Don Carlo al Festival Verdi

Il Festival Verdi 2016 è stato inaugurato con una nuova produzione di Don Carlo di Giuseppe Verdi nella versione di Milano 1884. È la prima volta che il Festival di Parma allestisce Don Carlo e sceglie la versione più breve che il compositore rivide per le recite alla Scala.
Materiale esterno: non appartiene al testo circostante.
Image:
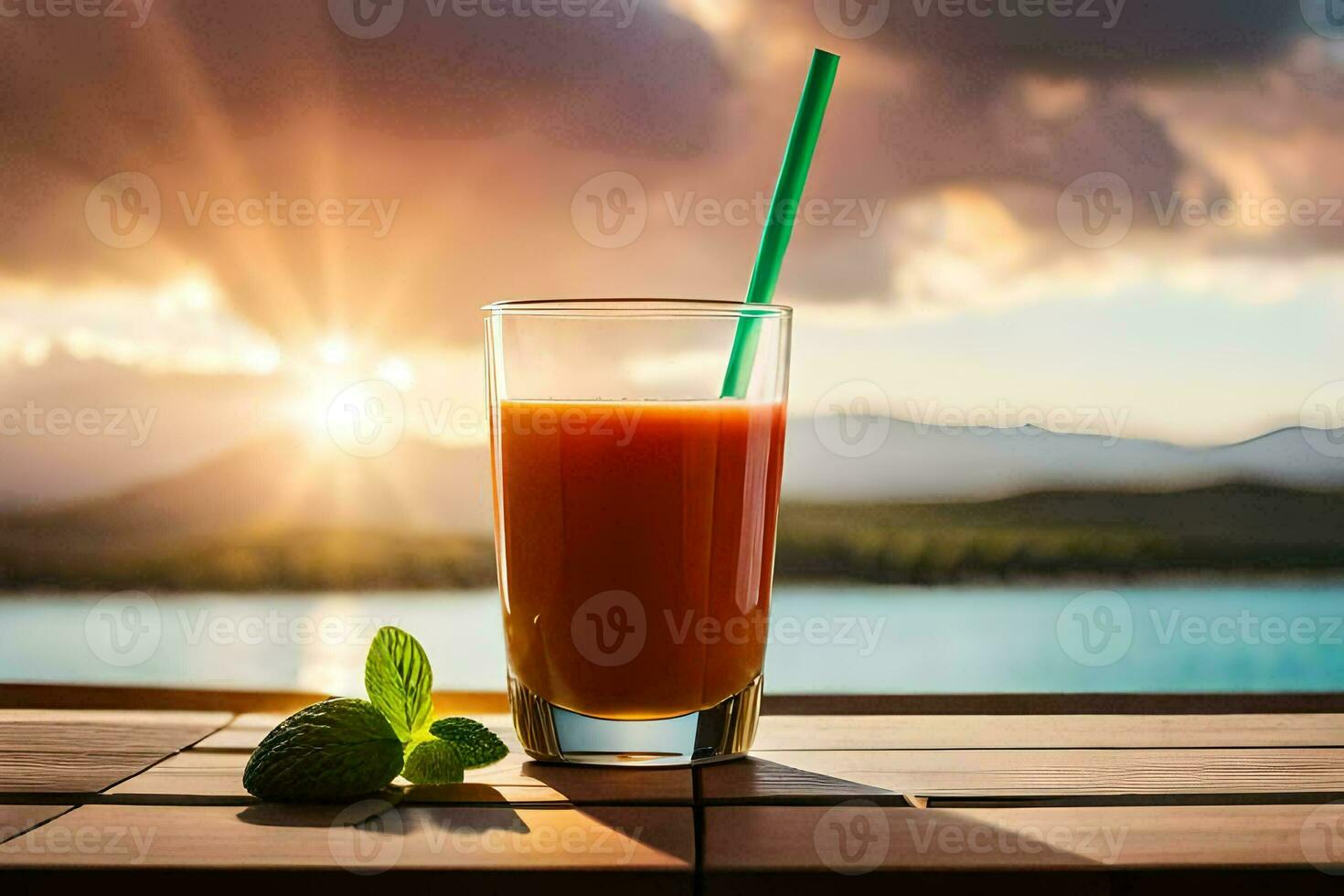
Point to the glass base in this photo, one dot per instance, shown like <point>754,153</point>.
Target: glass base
<point>552,733</point>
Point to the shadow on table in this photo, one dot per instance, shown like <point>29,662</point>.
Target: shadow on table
<point>388,816</point>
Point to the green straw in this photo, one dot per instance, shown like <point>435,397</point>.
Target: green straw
<point>784,208</point>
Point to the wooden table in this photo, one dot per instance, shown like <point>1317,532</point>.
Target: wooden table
<point>1098,802</point>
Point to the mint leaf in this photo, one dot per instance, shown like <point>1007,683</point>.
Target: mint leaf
<point>433,762</point>
<point>477,744</point>
<point>398,680</point>
<point>329,752</point>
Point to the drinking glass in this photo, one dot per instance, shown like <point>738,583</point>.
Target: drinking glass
<point>635,521</point>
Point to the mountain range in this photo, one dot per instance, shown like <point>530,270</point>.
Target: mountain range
<point>288,483</point>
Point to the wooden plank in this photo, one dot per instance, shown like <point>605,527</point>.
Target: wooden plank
<point>217,776</point>
<point>857,838</point>
<point>322,837</point>
<point>989,732</point>
<point>16,819</point>
<point>1023,773</point>
<point>86,752</point>
<point>78,731</point>
<point>63,773</point>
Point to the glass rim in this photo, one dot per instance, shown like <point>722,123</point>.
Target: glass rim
<point>645,308</point>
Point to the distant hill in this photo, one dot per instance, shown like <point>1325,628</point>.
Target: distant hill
<point>1227,529</point>
<point>280,484</point>
<point>289,513</point>
<point>941,464</point>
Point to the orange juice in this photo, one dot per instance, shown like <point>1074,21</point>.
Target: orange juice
<point>636,547</point>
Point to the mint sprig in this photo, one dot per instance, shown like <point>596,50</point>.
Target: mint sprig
<point>476,744</point>
<point>345,747</point>
<point>400,680</point>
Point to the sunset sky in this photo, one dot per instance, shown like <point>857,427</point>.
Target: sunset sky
<point>223,214</point>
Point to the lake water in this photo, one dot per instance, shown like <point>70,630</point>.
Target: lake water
<point>823,640</point>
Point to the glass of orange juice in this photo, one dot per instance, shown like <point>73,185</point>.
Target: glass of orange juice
<point>635,523</point>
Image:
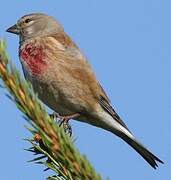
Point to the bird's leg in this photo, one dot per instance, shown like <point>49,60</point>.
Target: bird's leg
<point>64,120</point>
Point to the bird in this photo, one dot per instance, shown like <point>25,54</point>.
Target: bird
<point>65,81</point>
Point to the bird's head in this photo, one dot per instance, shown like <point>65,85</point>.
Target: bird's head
<point>35,25</point>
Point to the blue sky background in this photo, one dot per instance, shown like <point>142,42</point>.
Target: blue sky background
<point>129,46</point>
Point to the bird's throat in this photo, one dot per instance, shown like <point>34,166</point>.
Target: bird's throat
<point>34,56</point>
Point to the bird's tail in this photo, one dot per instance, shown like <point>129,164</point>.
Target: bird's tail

È da augurarsi che questa sia la prima tappa dell'opera a Parma, che mancava dalla stagione 1998, poiché il Festival avrebbe il dovere di farci ascoltare e vedere anche le altre versioni dell'opera a cominciare dall'originale in francese e con balletto di Parigi 1867, e in seguito, magari, le cinque diverse alternative: originale e integrale (in francese) precedente i tagli effettuati anteriormente alla prima rappresentazione 1866, la partitura pubblicata nel 1867 in cinque atti con balletto (in francese), la versione di Napoli 1872 (in italiano), la versione di Modena 1886 in cinque atti senza balletto (in italiano). Nessun'altra opera di Verdi raccoglie tanto materiale variegato alternativo o sostitutivo, e ogni volta che non si sceglie la versione di Milano, che molti considerano erroneamente “la definitiva”, siamo di fronte a versioni “collage” con tagli e aggiunte arbitrarie secondo le ispirazioni dei direttori. Il Festival Verdi avrebbe il compito di rappresentare le molteplici versioni.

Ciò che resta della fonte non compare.